Purpose: Perhaps the most vexing problem confronting head and neck cancer reconstruction is overcoming the impediments of collateral damage imposed by radiation therapy (XRT) on normal surrounding tissue. XRT is detrimental to bone resulting in late pathologic fractures (Fx) that have unacceptably high incidences of non-union. We hypothesize that the pathologic effects of XRT on bone healing are mediated through a mechanism of vascular diminution and direct cellular depletion. Our specific aim was to determine and specifically measure the degree by which XRT impairs healing during fracture repair utilizing histomorphometric and quantitative vascular analysis.

Methods and Materials: 24 male Sprague-Dawley Rats were split into 2 groups: Group 1 (Fx, n=12) and Group 2 (XRT/Fx, n=12). Group 1 underwent experimentally produced, unreduced fracture via left unilateral mandibular osteotomy with external fixator placement. Group 2 received a fractionated human bioequivalent dose of XRT (35Gy/5days) prior to setting the same experimental fracture as Group 1. On post-op day 41, contrast agent was perfused into vessels of all animals prior to mandible harvest.  Non-union was defined as the absence of gross bony bridging. Radiomorphometrics for vascularity via microCT and histomorphometric data were analyzed with ANOVA, with statistical significance considered at p≤0.05.

Results: All Fx mandibles demonstrated bony union, while only 25% demonstrated union in the XRT/Fx group (Figure 1). Vascular metrics, including vessel volume, number, thickness and separation, were statistically significantly lower in the XRT/Fx group as compared to the Fx group (Figure 1). Histology also revealed a significant decrease in osteocyte count (p=0.000) and an increase in empty lacunae (p=0.000) in the XRT/Fx group versus the Fx group (Figure 2). Tissue thresholding measures demonstrated a statistically significant decrease in remodeling in the XRT/Fx group, as compared to Fx (p<0.001, Figure 2). 
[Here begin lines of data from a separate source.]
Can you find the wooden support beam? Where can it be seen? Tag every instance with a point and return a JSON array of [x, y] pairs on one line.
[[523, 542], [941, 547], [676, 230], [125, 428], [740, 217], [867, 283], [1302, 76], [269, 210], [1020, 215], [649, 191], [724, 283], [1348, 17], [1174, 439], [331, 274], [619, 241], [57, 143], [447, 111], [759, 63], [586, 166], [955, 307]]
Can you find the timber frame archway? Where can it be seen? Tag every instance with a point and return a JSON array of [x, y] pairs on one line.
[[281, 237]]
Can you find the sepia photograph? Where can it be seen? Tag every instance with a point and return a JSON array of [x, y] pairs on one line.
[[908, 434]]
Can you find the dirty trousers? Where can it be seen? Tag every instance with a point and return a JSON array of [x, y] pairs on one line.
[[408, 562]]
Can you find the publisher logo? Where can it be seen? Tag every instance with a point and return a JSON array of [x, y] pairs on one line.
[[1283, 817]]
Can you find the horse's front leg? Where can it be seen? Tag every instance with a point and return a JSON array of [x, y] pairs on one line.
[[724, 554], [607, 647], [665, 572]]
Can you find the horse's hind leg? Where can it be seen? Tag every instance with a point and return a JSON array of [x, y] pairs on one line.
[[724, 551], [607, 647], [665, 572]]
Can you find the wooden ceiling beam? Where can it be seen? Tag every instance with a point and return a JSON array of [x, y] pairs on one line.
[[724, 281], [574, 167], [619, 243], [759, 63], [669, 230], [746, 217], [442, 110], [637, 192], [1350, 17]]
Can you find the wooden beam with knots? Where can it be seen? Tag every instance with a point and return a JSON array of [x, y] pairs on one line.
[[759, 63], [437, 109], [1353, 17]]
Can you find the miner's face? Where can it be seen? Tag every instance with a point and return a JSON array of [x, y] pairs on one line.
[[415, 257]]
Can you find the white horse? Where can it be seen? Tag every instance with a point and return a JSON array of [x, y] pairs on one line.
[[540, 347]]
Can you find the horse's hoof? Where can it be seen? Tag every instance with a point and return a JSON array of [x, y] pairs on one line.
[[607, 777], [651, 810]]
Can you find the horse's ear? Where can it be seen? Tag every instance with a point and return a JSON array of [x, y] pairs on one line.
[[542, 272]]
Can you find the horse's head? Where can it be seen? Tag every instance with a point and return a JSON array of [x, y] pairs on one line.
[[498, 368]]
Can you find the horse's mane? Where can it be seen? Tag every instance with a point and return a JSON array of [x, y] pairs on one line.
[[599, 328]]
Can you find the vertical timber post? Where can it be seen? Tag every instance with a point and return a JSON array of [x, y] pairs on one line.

Conclusions: These results support our contention that cellular and vascular depletion play a key role in the increased rate of non-unions in mandibular fractures occurring after radiotherapy.  We have further quantified the degree by which a human bioequivalent dose of radiation depletes these two variables in a model that predictably induces non-union of fractures in an irradiated bed. These quantified depletions can now be used to gauge the success of therapeutic interventions aimed at mitigating impediments to bone healing, to develop a treatment strategy for non-union of fractures after radiotherapy.